One-in-six mothers and fathers admit that they never read to their children before bedtime and a third share a book no more than once a week, figures show.
A study commissioned by the publisher Pearson found that pupils aged 11 and under now spent three times as long “on screen” as they do buried in a book.
Teachers warned that over-exposure to technology was damaging children’s attention spans – making it harder for them to meet the demands of secondary education.
The comments come amid continuing concerns over children’s attitudes towards reading in school and the home.
Research published this summer found that many young people refused to pick up a book outside school for fear they would be labelled a “geek” in front of friends.

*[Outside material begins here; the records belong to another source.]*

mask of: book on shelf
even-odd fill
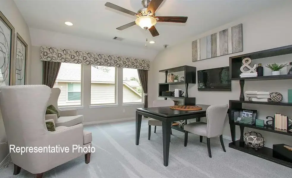
[[[268,102],[267,98],[249,98],[248,100],[252,101]]]
[[[247,98],[270,98],[269,95],[247,95]]]
[[[258,75],[258,73],[257,72],[255,73],[242,73],[240,74],[240,75]]]
[[[269,95],[268,91],[246,91],[244,92],[247,95]]]

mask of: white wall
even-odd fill
[[[42,66],[40,59],[40,47],[32,46],[31,48],[31,83],[35,85],[42,83]],[[90,66],[84,65],[83,75],[83,93],[90,93],[91,87]],[[118,68],[117,96],[119,106],[114,107],[101,108],[90,108],[90,96],[89,95],[84,95],[83,109],[78,109],[78,114],[83,114],[84,123],[103,122],[113,120],[132,118],[135,116],[136,108],[142,107],[143,104],[131,106],[123,105],[123,71]],[[120,87],[121,86],[121,87]],[[121,87],[120,88],[119,87]]]
[[[4,14],[6,18],[14,27],[16,33],[18,33],[22,37],[28,45],[28,54],[27,80],[28,84],[30,83],[30,72],[31,60],[30,36],[28,27],[24,21],[21,14],[16,7],[16,5],[12,0],[1,0],[0,1],[0,11]],[[15,44],[16,38],[15,39]],[[0,140],[6,141],[5,131],[2,120],[2,115],[0,115]],[[0,162],[8,154],[8,147],[7,145],[1,145],[0,146]]]
[[[149,71],[150,74],[148,84],[149,106],[151,105],[153,100],[157,98],[158,83],[164,81],[164,74],[158,72],[160,70],[184,65],[195,66],[197,70],[228,66],[229,66],[230,56],[292,44],[291,8],[292,1],[283,1],[281,7],[275,7],[271,9],[249,14],[238,20],[189,38],[175,46],[161,52],[152,62]],[[192,62],[192,41],[241,23],[243,26],[243,52],[195,62]],[[267,61],[270,63],[292,61],[292,55],[289,55],[257,60],[258,61],[256,62],[261,63],[262,61],[263,65],[266,64],[265,63],[266,63]],[[264,62],[264,59],[266,59]],[[265,74],[269,72],[269,69],[266,68],[264,70]],[[287,101],[287,89],[292,88],[291,82],[292,80],[246,82],[245,90],[267,90],[270,91],[279,92],[283,94],[284,101]],[[209,105],[228,104],[229,100],[239,99],[240,92],[239,82],[233,81],[231,85],[231,92],[215,92],[198,91],[197,84],[192,84],[189,87],[189,96],[196,97],[197,104]],[[182,85],[173,87],[174,88],[184,88]],[[273,115],[277,112],[285,113],[290,117],[292,117],[291,108],[288,107],[254,104],[244,105],[243,107],[258,109],[259,118],[265,118],[267,115]],[[225,136],[230,137],[230,129],[227,118],[226,121],[223,134]],[[239,127],[237,127],[236,129],[236,137],[239,138]],[[245,131],[247,130],[247,128],[245,130]],[[278,143],[292,145],[291,137],[261,131],[258,131],[266,137],[266,145],[268,147],[271,147],[272,144]]]

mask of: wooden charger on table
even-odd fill
[[[201,110],[201,107],[197,106],[173,106],[169,107],[171,109],[183,111],[198,111]]]

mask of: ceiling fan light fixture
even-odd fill
[[[143,29],[147,30],[156,23],[156,20],[151,16],[142,16],[137,18],[136,24]]]

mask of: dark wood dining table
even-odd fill
[[[136,111],[136,144],[139,144],[142,116],[157,119],[162,122],[163,165],[168,165],[171,131],[172,122],[206,116],[206,111],[209,105],[197,104],[201,110],[181,111],[173,109],[169,107],[137,108]],[[182,147],[183,146],[182,145]]]

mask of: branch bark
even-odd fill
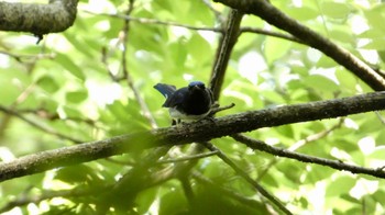
[[[63,32],[73,25],[78,0],[50,0],[48,4],[0,2],[0,30],[35,35]]]
[[[0,163],[0,181],[157,146],[207,142],[261,127],[385,110],[385,92],[285,105],[46,150]]]
[[[330,39],[287,16],[266,0],[213,0],[228,7],[251,13],[265,20],[270,24],[282,29],[295,37],[322,52],[338,64],[352,71],[366,84],[376,91],[385,90],[385,79],[358,57],[336,45]]]

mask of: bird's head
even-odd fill
[[[200,82],[200,81],[191,81],[189,84],[188,84],[188,89],[189,90],[194,90],[194,89],[201,89],[201,90],[205,90],[205,83]]]

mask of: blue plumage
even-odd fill
[[[169,115],[176,120],[200,120],[210,113],[213,104],[210,89],[200,81],[193,81],[178,90],[165,83],[157,83],[154,88],[166,98],[163,106],[168,108]]]

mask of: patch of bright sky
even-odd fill
[[[362,196],[373,194],[378,190],[378,181],[371,181],[366,179],[359,179],[354,188],[350,190],[349,194],[356,200],[361,200]]]
[[[257,73],[267,69],[267,64],[263,56],[257,52],[244,54],[238,63],[238,71],[243,78],[246,78],[253,84],[258,81]]]
[[[106,104],[112,104],[123,95],[121,86],[116,82],[101,83],[99,81],[87,80],[86,86],[89,90],[89,98],[101,108]]]
[[[94,13],[117,13],[117,7],[109,0],[89,0],[88,3],[80,3],[80,10],[92,11]]]
[[[7,68],[10,66],[10,57],[0,53],[0,68]]]

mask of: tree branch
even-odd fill
[[[228,163],[240,177],[242,177],[248,183],[250,183],[255,190],[257,190],[261,195],[266,197],[268,201],[271,201],[275,206],[277,206],[282,212],[285,214],[292,214],[290,211],[288,211],[278,199],[276,199],[274,195],[270,194],[268,191],[266,191],[261,184],[258,184],[256,181],[254,181],[246,172],[244,172],[240,167],[238,167],[228,156],[226,156],[219,148],[213,146],[212,144],[206,142],[202,143],[204,146],[206,146],[211,151],[218,151],[217,156],[223,160],[223,162]]]
[[[213,0],[221,2],[233,9],[245,13],[252,13],[265,20],[270,24],[282,29],[295,37],[299,38],[304,44],[307,44],[318,50],[322,52],[338,64],[344,66],[352,71],[372,89],[381,91],[385,90],[385,80],[370,66],[360,60],[358,57],[336,45],[330,39],[321,36],[317,32],[300,24],[296,20],[287,16],[277,8],[272,5],[266,0]]]
[[[227,23],[227,30],[224,35],[220,39],[220,46],[217,49],[217,56],[215,60],[215,66],[211,72],[210,89],[213,94],[213,99],[218,101],[221,88],[223,84],[223,79],[226,70],[228,68],[228,63],[232,48],[234,47],[238,37],[239,30],[241,25],[243,13],[238,10],[232,10],[229,15]]]
[[[10,162],[2,162],[0,163],[0,181],[151,147],[207,142],[261,127],[346,116],[384,109],[385,92],[373,92],[343,99],[249,111],[215,120],[138,132],[105,140],[46,150]],[[385,178],[385,172],[381,172],[378,177]]]
[[[352,173],[365,173],[373,177],[385,178],[385,172],[383,171],[382,168],[378,168],[378,169],[363,168],[354,165],[343,163],[341,161],[329,160],[324,158],[318,158],[318,157],[312,157],[312,156],[308,156],[308,155],[304,155],[295,151],[289,151],[282,148],[270,146],[263,142],[252,139],[240,134],[232,135],[232,137],[235,140],[242,144],[245,144],[246,146],[249,146],[254,150],[261,150],[275,156],[293,158],[301,162],[311,162],[311,163],[322,165],[322,166],[331,167],[338,170],[350,171]]]
[[[78,0],[50,0],[48,4],[0,2],[0,30],[35,35],[63,32],[76,18]]]

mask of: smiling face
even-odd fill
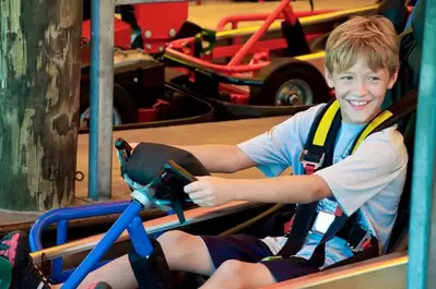
[[[392,88],[397,75],[398,72],[390,75],[386,68],[373,71],[362,56],[345,71],[330,73],[326,69],[327,83],[334,88],[341,106],[342,121],[369,122],[380,111],[386,91]]]

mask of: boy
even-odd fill
[[[185,192],[200,206],[235,200],[299,204],[322,200],[319,209],[329,213],[338,206],[347,216],[358,210],[358,224],[377,238],[379,252],[385,253],[405,180],[408,155],[403,139],[389,128],[368,136],[351,156],[350,149],[365,124],[380,111],[387,89],[397,81],[399,48],[393,25],[379,16],[353,17],[331,33],[326,47],[326,79],[335,89],[342,116],[332,166],[303,176],[299,162],[314,119],[325,106],[318,105],[237,146],[181,147],[211,172],[257,166],[270,177],[199,177],[185,186]],[[290,166],[294,176],[279,177]],[[331,196],[335,201],[329,200]],[[309,258],[321,237],[309,233],[296,256]],[[174,230],[157,240],[170,269],[210,276],[203,289],[259,288],[318,272],[286,260],[263,261],[281,250],[286,237],[197,237]],[[326,244],[321,268],[350,256],[352,251],[345,240],[334,237]],[[122,272],[122,276],[115,272]],[[127,256],[91,273],[79,288],[90,288],[101,280],[116,289],[138,287]]]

Claire Tomalin, the acclaimed biographer, said many pupils had such poor attention spans that they were unable to access books by Charles Dickins such as Oliver Twist, A Christmas Carol, Great Expectations and A Tale of Two Cities.

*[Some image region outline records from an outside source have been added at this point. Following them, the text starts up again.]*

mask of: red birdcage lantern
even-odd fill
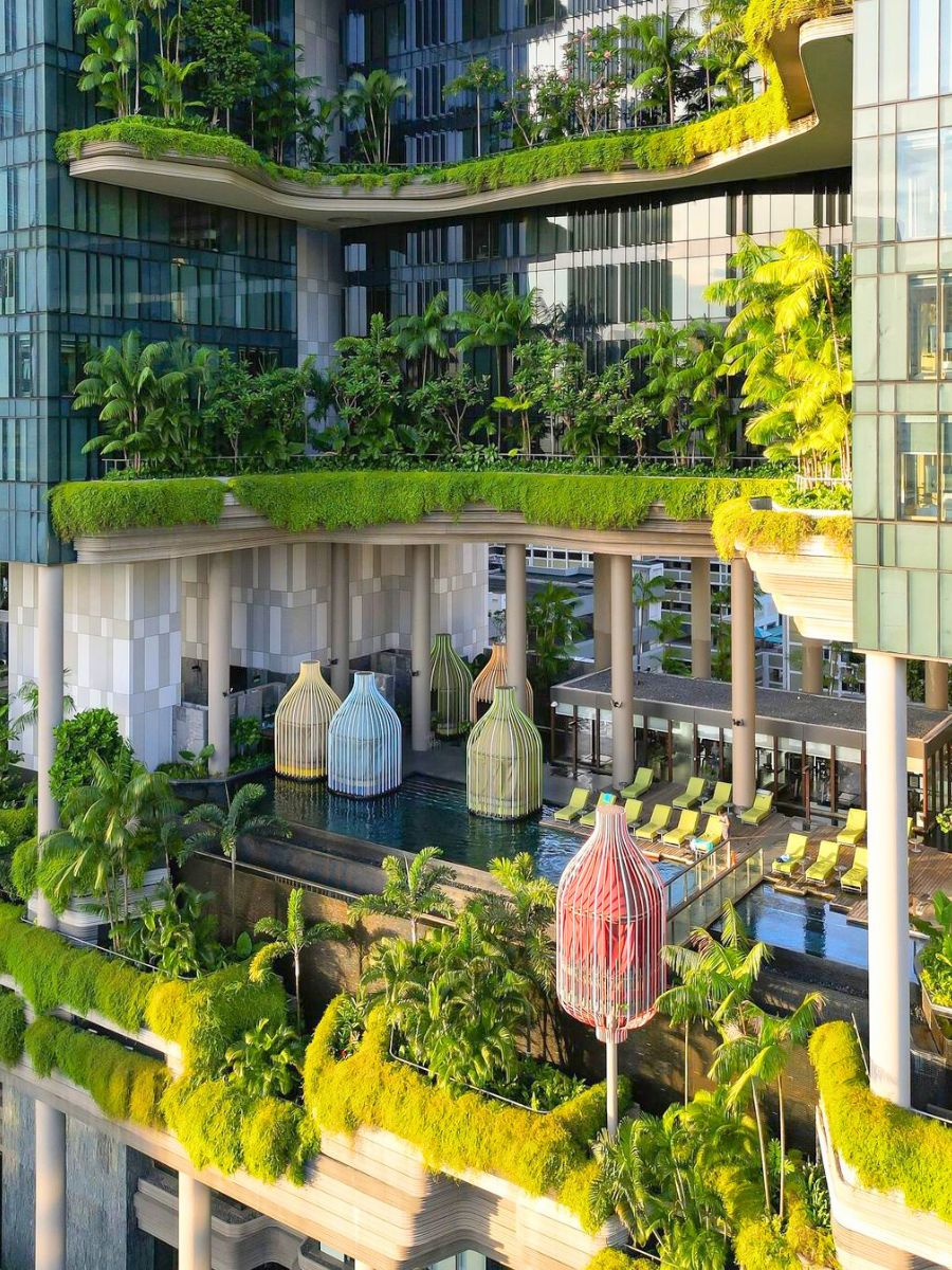
[[[642,1027],[664,991],[664,884],[628,833],[625,810],[599,805],[556,899],[556,993],[605,1043],[608,1132],[618,1126],[617,1044]]]

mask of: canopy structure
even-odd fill
[[[509,663],[505,655],[505,644],[494,643],[489,648],[489,662],[482,667],[472,682],[470,691],[470,721],[476,723],[480,718],[481,707],[491,705],[496,688],[509,683]],[[532,685],[526,681],[526,707],[532,718]]]
[[[438,737],[459,737],[470,726],[470,667],[453,648],[449,635],[434,638],[430,664],[433,730]]]
[[[325,682],[320,662],[302,662],[301,673],[274,712],[274,771],[300,781],[327,775],[327,728],[340,697]]]
[[[515,701],[498,687],[493,705],[466,744],[466,804],[476,815],[518,820],[542,806],[542,738]]]
[[[327,728],[327,787],[352,798],[377,798],[402,779],[402,737],[396,710],[369,671],[354,686]]]

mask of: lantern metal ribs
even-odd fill
[[[608,1132],[618,1128],[618,1041],[655,1013],[664,991],[664,884],[628,832],[625,809],[599,805],[556,897],[556,994],[605,1043]]]
[[[400,719],[373,674],[362,671],[327,728],[327,789],[377,798],[395,790],[401,776]]]

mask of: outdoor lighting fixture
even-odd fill
[[[599,804],[595,828],[565,867],[556,898],[556,993],[605,1044],[608,1134],[618,1132],[618,1050],[664,991],[661,879],[628,832],[625,809]]]

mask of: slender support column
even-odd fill
[[[212,1270],[212,1193],[179,1173],[179,1270]]]
[[[612,664],[612,558],[599,552],[593,556],[592,627],[595,644],[595,669]]]
[[[800,672],[801,690],[819,696],[823,692],[823,644],[803,636],[803,660]]]
[[[350,547],[330,546],[330,686],[343,700],[350,691]]]
[[[526,709],[526,547],[505,549],[505,660],[519,709]]]
[[[711,678],[711,561],[706,556],[691,561],[691,674]]]
[[[231,758],[228,690],[231,687],[231,556],[208,559],[208,761],[212,776],[227,776]]]
[[[948,663],[925,663],[925,705],[929,710],[948,710]]]
[[[631,556],[613,555],[612,578],[612,780],[635,779],[635,668]]]
[[[410,547],[410,744],[430,748],[430,593],[433,559],[429,546]]]
[[[866,654],[869,847],[869,1087],[909,1106],[909,855],[906,669]]]
[[[731,734],[734,801],[750,806],[757,794],[754,574],[740,556],[731,564]]]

According to figures, the number of pupils taking a GCSE in English literature has dropped by 15 per cent in the last five years – dipping below 470,000 for the first time this summer.
Rod Bristow, President, Pearson, said: “Study after study has shown that reading for pleasure is a key indicator of future success for children, but demands on children’s attention and the difficulty of inspiring reluctant readers mean many are missing out.”
Today’s research was based on a survey of 400 English teachers and 2,000 parents with children aged two to 11.
The study found that more than one-in-six mothers and fathers admitted that they never read a bedtime story to their children. Thirty per cent said they read no more than once a week.
Children are also spending three times as long in front of the TV, internet or games consoles as they do reading in the home, it was revealed. Parents reported that the average child spent 90 minutes watching television, 42 minutes playing games and almost half-an-hour on the internet each day.
Teachers complain that the lack of access to books in the home was now damaging children’s school work.
More than three-quarters warned that children’s attention spans were shorter than ever before in the classroom at the start of secondary school. Nearly all of teachers claimed that parents failed to spend enough time with their children reading for pleasure.
“Putting great books in the formats that children enjoy and helping parents and teachers find new ways to inspire a love of reading in children of all abilities, is a vital job for the campaign.”